Last week I couldn’t buy a salad from my favorite office-proximate lunch spot because there was no water on the whole block due to a water main breakage. Ryan Cooper observes that we should expect more of this in the future:
Apparently the main was 65 years old, which is actually younger than the DC average of 77 years old. (In case you’re bad at math, that means the average pipe was put in in 1935.) Some DC pipes are even older, dating back to the 19th century. As you might expect, this isn’t the only time a pipe has burst—just by accident I found the story of another broken main in DC from earlier this month. Apparently, there are an average of 450 breaks a year. It’s a nationwide problem, of course, due mostly to neglect, which is only getting worse, because no one wants to pony up the money.
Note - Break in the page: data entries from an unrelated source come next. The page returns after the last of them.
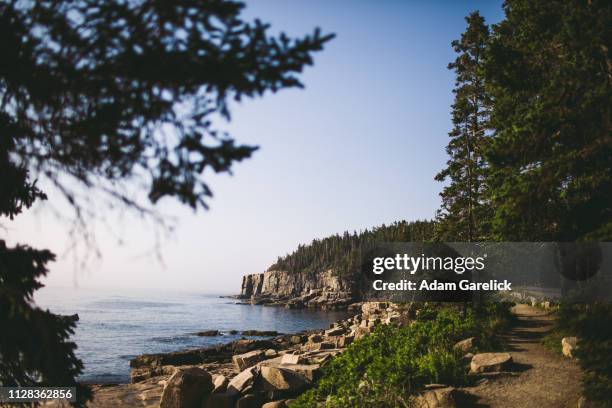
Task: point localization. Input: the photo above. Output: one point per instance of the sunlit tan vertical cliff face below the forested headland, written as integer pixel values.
(322, 289)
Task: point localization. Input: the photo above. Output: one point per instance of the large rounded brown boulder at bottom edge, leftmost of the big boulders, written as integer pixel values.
(186, 388)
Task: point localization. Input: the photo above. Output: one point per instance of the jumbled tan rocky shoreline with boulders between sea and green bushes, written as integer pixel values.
(243, 373)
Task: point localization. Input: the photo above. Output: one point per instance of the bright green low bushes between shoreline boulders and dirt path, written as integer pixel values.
(387, 367)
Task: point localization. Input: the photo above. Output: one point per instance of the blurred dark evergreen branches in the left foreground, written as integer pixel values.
(110, 93)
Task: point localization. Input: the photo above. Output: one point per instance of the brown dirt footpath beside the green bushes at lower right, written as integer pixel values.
(542, 379)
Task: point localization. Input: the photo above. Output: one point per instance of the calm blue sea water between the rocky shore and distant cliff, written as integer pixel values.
(116, 326)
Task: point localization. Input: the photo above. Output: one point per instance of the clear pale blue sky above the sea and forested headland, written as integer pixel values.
(357, 147)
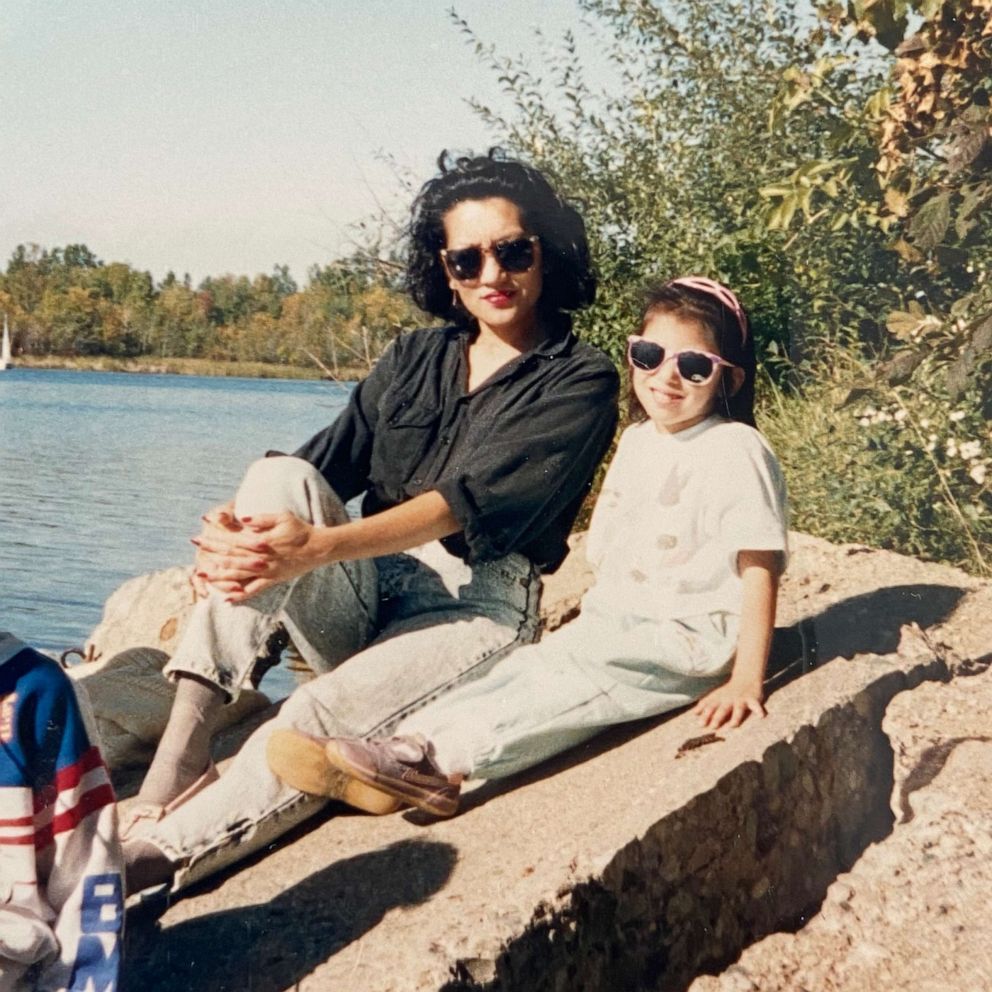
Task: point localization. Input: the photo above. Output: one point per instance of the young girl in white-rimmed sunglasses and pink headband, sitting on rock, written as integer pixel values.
(687, 541)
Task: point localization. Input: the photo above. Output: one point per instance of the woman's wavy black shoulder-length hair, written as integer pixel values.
(569, 282)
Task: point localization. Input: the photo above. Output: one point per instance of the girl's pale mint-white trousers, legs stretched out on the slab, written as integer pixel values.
(597, 671)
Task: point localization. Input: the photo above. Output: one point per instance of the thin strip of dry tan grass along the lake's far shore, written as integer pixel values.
(187, 366)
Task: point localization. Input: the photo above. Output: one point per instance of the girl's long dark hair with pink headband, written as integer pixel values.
(688, 303)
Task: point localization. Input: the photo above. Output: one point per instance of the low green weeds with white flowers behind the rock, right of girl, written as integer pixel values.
(886, 477)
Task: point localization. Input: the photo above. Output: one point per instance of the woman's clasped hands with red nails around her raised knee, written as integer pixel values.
(271, 548)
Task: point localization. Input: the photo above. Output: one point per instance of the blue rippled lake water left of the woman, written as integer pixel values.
(104, 476)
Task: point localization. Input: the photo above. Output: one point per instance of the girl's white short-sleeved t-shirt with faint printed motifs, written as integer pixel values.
(673, 513)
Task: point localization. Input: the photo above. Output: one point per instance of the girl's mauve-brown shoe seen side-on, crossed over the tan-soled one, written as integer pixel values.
(402, 766)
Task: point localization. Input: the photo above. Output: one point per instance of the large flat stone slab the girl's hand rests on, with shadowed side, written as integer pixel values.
(636, 862)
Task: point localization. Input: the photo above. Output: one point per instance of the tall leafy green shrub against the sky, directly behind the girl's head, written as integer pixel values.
(669, 161)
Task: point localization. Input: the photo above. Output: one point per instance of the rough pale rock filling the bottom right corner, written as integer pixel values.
(912, 913)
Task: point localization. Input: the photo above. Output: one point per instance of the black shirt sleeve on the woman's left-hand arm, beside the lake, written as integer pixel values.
(342, 451)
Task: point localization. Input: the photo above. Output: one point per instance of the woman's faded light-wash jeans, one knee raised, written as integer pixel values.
(389, 636)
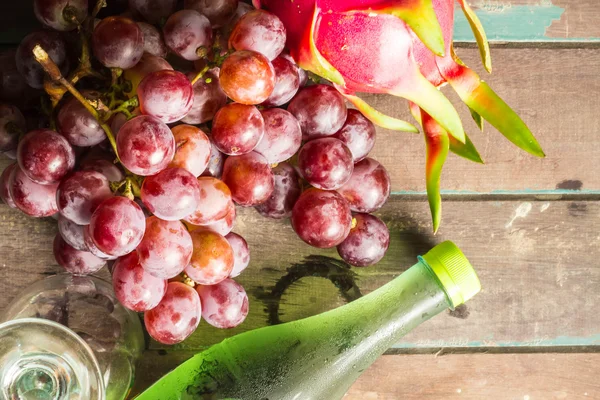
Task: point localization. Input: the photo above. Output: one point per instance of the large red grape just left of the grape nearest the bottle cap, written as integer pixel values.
(322, 219)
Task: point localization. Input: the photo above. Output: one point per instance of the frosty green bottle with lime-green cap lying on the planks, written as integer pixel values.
(318, 358)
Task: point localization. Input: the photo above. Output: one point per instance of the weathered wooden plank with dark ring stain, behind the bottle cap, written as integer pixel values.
(537, 262)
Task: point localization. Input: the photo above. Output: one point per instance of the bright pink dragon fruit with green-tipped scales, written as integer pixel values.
(403, 48)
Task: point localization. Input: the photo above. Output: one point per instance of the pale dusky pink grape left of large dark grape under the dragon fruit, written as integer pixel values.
(282, 137)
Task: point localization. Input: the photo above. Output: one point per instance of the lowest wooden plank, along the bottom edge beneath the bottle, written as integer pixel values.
(541, 376)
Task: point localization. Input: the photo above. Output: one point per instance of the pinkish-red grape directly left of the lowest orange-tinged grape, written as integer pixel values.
(166, 248)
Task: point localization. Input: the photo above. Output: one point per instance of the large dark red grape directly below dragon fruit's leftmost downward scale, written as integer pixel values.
(320, 109)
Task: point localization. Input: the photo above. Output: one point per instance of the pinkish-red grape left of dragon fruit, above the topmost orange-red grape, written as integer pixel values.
(260, 31)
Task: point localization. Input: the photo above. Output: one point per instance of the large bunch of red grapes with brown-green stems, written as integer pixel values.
(158, 122)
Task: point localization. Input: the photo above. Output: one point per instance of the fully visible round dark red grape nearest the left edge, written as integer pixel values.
(45, 156)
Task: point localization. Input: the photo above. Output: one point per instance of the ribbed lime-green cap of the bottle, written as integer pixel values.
(454, 271)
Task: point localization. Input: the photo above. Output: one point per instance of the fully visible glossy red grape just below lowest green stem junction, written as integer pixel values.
(117, 226)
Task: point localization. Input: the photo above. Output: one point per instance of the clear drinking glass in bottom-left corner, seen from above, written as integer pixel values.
(91, 318)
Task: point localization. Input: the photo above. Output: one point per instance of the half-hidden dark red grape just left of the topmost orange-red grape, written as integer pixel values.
(208, 98)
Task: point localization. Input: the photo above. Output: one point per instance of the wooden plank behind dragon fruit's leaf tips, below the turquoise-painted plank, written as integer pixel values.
(559, 106)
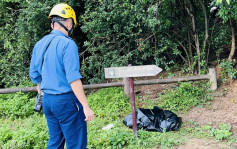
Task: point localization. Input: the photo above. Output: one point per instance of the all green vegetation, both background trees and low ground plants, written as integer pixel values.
(189, 38)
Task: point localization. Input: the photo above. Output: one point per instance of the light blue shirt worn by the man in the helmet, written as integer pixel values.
(61, 63)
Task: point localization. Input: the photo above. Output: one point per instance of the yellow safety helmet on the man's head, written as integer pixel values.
(64, 11)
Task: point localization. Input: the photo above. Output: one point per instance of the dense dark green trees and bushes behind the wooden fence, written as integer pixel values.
(122, 32)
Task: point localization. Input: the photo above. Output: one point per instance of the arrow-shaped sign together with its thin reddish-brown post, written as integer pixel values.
(132, 71)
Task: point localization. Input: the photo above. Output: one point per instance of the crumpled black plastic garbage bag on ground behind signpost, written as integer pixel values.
(154, 119)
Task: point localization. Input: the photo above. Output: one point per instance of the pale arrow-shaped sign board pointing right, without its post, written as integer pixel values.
(132, 71)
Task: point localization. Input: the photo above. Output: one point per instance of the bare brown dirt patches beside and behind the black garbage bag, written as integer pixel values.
(222, 109)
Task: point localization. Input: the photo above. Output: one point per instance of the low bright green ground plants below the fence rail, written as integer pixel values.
(22, 128)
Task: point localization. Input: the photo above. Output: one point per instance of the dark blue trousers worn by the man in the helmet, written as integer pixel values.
(66, 121)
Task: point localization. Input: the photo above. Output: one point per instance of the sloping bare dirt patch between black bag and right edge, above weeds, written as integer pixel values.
(223, 109)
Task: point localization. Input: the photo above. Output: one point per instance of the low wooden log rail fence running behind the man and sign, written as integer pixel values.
(210, 76)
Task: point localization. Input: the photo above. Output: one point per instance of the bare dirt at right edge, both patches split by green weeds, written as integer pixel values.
(223, 109)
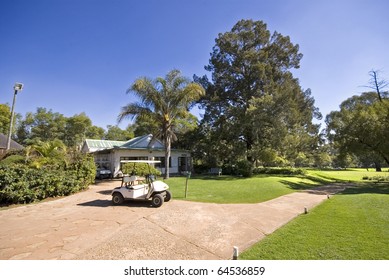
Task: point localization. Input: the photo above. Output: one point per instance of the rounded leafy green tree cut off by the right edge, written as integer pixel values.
(361, 127)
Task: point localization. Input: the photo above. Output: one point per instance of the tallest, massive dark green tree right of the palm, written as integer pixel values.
(254, 107)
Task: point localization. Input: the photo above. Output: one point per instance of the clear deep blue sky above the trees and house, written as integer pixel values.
(78, 56)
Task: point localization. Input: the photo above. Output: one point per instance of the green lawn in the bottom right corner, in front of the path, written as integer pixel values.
(350, 226)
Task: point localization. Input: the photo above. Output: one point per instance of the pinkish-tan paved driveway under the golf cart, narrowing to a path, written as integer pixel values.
(87, 226)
Stinting on adequate maintainance and upgrades of this sort of infrastructure is a classic case of false economy, where waiting for catastrophic failure is much more expensive than prudent management over the course of the life cycle. In a great column over the weekend, Larry Summers makes the point that the depressed economy and negative real interest rates on federal debt makes this a particularly opportune moment for “a stitch in time saves nine” thinking. Issuing a 10-year note at a negative real interest rate and using it to fix stuff up that will have to be fixed one way or another at some point in the next 30 years will massively improve the government’s long-term fiscal posture.